2. Materials and Methods
There were 10 females, age 55 to 69 (mean 60) and 10 males, age 40 to 59 (mean 50) in the study. Diagnoses of patients were post-traumatic arthritis or osteoarthritis, with intractable pain, that was uncontrolled by medications or footwear changes. No inflammatory arthritis patients were involved. All patients had undergone a cementless BP total ankle replacement using a previously published technique [23] that removes an anterior tibial bone window for insertion of a short-stemmed tibial component and a sculpted talus to allow insertion of a deep-sulcus, bicondylar talar component without the use of adjuvant screw fixation.
Osteolytic cysts of greater than 10 mm in diameter, in the tibia and/or talus of 7 revision ankles, were routinely bone grafted with cancellous homologous banked bone, using a bone window approach. All metallic tibial and talar components were physically inspected for loosening during the bone grafting procedure. Routine short leg cast immobilization and wound care was performed allowing weight bearing to tolerance on the first post-operative day for a total of 6 weeks. Delayed wound healing was treated with honey dressings until full healing occurred in all patients. Survivorship analysis [24] was employed, even though the sample population was small.
3. Results
No HXLPe bearings failed in this study, and no re-revisions were performed. All bone grafted osteolytic cysts remained stable, even though partial resorption of the grafted material was identified in most of the ankles.

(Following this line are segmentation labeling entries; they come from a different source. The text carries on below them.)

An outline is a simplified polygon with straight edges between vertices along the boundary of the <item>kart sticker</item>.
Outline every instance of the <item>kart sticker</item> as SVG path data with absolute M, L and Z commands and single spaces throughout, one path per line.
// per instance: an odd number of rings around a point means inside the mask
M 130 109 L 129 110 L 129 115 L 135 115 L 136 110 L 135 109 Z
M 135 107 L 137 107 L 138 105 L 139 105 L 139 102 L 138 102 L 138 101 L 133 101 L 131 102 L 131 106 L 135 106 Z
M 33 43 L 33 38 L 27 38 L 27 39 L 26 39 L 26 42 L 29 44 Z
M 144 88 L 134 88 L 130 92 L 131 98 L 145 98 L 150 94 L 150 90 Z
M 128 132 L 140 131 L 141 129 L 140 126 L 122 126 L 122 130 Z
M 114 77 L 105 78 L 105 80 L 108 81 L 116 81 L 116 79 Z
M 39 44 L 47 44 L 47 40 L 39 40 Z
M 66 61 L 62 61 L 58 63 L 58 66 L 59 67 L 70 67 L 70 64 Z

No primary total ankle replacements failed in this study and there were no progressive ostolytic cysts (>2 mm) observed on plain X-rays. No loosening of the porous coated and TiN coated tibial and talar components were seen. The longest surviving metal components in the revision group was 24 years, with the revised bearing at 15 years. This patient’s ankle score was 100/100 points (excellent) using a modified knee scoring scale [25] , and she remained “thrilled” with her ankle arthroplasty, see Figure 3.
Survivorship, in this small cohort of patients, was 100% at the 12 to 15 year intervals.
4. Discussion
Long term follow-up in primary total ankle replacement is unusual beyond
10 years, let alone revision total ankle replacement. The current study is a culmination of more than 45 years of ankle replacement development, evaluation, modification and reporting on clinical success and failure of this difficult arthroplasty. Several three-piece meniscal bearing devices have been developed since our earliest mobile bearing designs in 1977 [5] [7] . All of them share the important qualities of minimizing constraint, while allowing for reasonable ankle kinematics.

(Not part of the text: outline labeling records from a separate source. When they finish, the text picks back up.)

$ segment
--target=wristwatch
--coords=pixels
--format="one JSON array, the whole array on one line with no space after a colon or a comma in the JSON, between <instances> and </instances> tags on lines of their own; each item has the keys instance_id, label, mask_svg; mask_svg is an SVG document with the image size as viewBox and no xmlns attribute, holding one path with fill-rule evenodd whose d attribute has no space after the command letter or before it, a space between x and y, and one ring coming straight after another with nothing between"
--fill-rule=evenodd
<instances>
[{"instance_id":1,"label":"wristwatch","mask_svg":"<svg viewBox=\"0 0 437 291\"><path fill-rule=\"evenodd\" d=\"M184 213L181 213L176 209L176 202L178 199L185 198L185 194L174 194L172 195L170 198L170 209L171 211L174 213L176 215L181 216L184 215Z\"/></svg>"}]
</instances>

The most important and subtle design principle is to maintain surface congruity throughout the unrestricted range of motion, without allowing point or line contact that could compromise the long term integrity of the bearing surface by exceeding the contact stress limit of the bearing material (~20 MPa) [11] .
Failure to observe this principle has led to premature failure in designs such as the STAR ankle, which developed surface fatigue fractures and bearing failure in the short term (less than 10 years) [26] . Conversely, there have been no structural failures, other than mild abrasive wear, in the BP ankle meniscal bearings in either standard UHMWPe, followed for greater than 30 years, or HXLPe followed for over 15 years.
5. Conclusion
HXLPe has greatly improved abrasive wear resistance in meniscal-bearing BP total ankle replacements in both primary and revision arthroplasties with no failures seen in patients followed for 13 to 15 years. Large osteolytic cysts (≥10 mm) seen in the tibia and talus were successfully bone grafted during bearing exchange revisions. Primary ankle replacements did not develop significant osteolytic cysts greater than 2 mm. Primary and revision cementless BP total ankle components remained well-fixed to bone in the long term (greater than 30 years) without the need for screw augmentation.